Dip Metress, entering his 20th season as head coach of the Jaguars, has led the program to three Peach Belt Conference Tournament championships over the past four seasons. Those titles earned the Jags a spot in the NCAA Division II Tournament, including a trip to the national title game in 2022.
In each of those seasons, Metress had 7-foot center Tyshaun Crawford, guards Tyree Myers, Miguel Arnold, Troy Cracknell and Darren Lucas-White carrying the load by contributing close to 80% of the team’s scoring.
“We have some big question marks,” Metress said. “We’ve got some experience back with six players back, but their roles are completely different. They went from Robin to Batman now. It’s a challenge to get the returning players to think differently and then add in the new players that we have.”
Among the new Jaguars is 6-foot, 10-inch forward/center Maximillian Amadasun, a junior transfer who played with Division I St. Bonaventure last season, whom Metress expects to be a presence in the post while being a shot-blocking threat. Davion McAdam is also a junior transfer from Northwest College in Wyoming, whom Metress is expecting to contribute with his shot-making ability.
Metress expects the freshman class, comprised of Zyere Edwards, Isaiah Arnold, Kyndon Wilburg, Alex Hogg, Oliver Lucas and John St. Germain III, to earn playing time this season after the early practices were a big learning experience because of their youth.
The preseason DII men’s rankings, released by College Basketball Nation, have the Jags ranked No. 10 to start the new campaign. Metress stressed that how well the team does will depend on how well the returning players thrive in their new roles.
“Timmy and David are seniors, and they’re expected to be leaders. Timmy has said more in practice than he has in three years,” Metress said. “David is going to be the emotional leader, and Kirby should be an all-league guy.”
Not many people can replace a 7-footer like Crawford, but Metress is happy with what he’s been getting out of Amadasun early on in practice – making his free throws, playing solid defense and being a presence near the basket.
In the Jaguars’ 82-77 exhibition victory over Georgia Southern on Oct. 20, Amadasun played 31 minutes, scored 11 points, including one 3-pointer, with six rebounds and only one foul. The other starters also played over 30 minutes and scored in double digits. Metress said the squad was elated for the win over a Division I opponent but knows there is still plenty of work to be done.
“We hadn’t been practicing well up until then so it was good to get the win. We only had one player that played in that game close a game for us last year, and that was Kirby. Everybody else was new in that role, so they got a chance to close a game with a win. We only played eight guys, and we need to play more as the season progresses, but it was good to get a win,” Metress said.
The first 10 games of the season are non-conference games Metress hopes will prepare the team for conference play, which begins Jan. 3 at USC Beaufort. He acknowledges one of the biggest challenges his players will face is learning to adapt on the fly while being put in situations that they’re not used to yet.

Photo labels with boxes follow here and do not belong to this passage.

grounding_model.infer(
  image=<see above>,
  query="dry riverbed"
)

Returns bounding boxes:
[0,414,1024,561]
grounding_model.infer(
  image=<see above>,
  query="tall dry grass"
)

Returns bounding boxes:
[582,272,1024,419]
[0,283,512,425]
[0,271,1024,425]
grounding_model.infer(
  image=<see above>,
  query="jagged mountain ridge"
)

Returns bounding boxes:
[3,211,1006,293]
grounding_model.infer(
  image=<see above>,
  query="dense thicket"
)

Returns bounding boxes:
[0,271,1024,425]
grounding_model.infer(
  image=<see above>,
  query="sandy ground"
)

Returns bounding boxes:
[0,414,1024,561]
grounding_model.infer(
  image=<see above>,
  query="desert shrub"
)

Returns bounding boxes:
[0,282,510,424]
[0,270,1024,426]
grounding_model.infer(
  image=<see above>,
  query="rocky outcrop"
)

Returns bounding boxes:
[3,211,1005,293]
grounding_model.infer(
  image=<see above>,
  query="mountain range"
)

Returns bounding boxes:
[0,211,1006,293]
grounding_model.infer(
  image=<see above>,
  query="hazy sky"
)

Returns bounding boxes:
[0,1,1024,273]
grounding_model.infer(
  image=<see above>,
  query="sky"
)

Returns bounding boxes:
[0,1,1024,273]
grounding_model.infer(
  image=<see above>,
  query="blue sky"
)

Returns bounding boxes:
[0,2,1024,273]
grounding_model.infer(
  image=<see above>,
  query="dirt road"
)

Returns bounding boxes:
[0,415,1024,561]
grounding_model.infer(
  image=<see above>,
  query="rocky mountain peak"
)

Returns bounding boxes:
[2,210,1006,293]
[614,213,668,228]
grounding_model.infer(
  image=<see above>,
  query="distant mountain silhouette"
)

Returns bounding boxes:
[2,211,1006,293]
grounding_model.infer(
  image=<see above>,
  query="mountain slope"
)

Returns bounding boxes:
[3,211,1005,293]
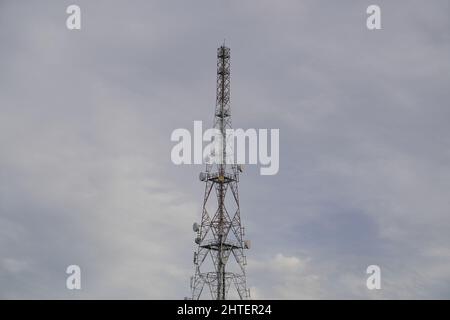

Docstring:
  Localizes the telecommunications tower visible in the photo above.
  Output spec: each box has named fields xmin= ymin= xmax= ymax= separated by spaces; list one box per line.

xmin=191 ymin=44 xmax=250 ymax=300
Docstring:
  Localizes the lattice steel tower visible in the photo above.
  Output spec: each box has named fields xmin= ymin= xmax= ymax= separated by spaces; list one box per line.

xmin=191 ymin=45 xmax=250 ymax=300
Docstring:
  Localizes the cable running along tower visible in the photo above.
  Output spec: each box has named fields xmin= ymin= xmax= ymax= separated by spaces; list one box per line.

xmin=191 ymin=45 xmax=250 ymax=300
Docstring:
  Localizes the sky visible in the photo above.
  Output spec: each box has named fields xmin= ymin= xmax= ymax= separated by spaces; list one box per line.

xmin=0 ymin=0 xmax=450 ymax=299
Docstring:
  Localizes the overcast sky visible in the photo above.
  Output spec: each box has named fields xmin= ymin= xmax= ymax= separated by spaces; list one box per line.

xmin=0 ymin=0 xmax=450 ymax=299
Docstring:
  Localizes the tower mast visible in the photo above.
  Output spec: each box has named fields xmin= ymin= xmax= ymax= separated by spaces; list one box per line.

xmin=191 ymin=44 xmax=250 ymax=300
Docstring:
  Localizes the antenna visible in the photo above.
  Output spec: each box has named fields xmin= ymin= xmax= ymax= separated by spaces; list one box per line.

xmin=191 ymin=44 xmax=250 ymax=300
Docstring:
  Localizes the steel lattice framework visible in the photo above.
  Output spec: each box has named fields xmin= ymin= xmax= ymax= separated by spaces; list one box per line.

Six of the first 10 games will be at home in Christenberry Fieldhouse, where the Jags are 69-11 since the start of the 2018-19 season, including 35-3 the past two seasons. Metress knows how crucial that stat is.
“If you’re talking about winning your league, you have to win your home games and you have to win as many as you can on the road. That’s a big part of those past three regular-season titles,” he said. “I’m excited to have these young guys; I was worried early in preseason because they weren’t responding right to certain things, but they’ve changed the more we’ve practiced. It’s hard playing college basketball, but they’ve responded well.”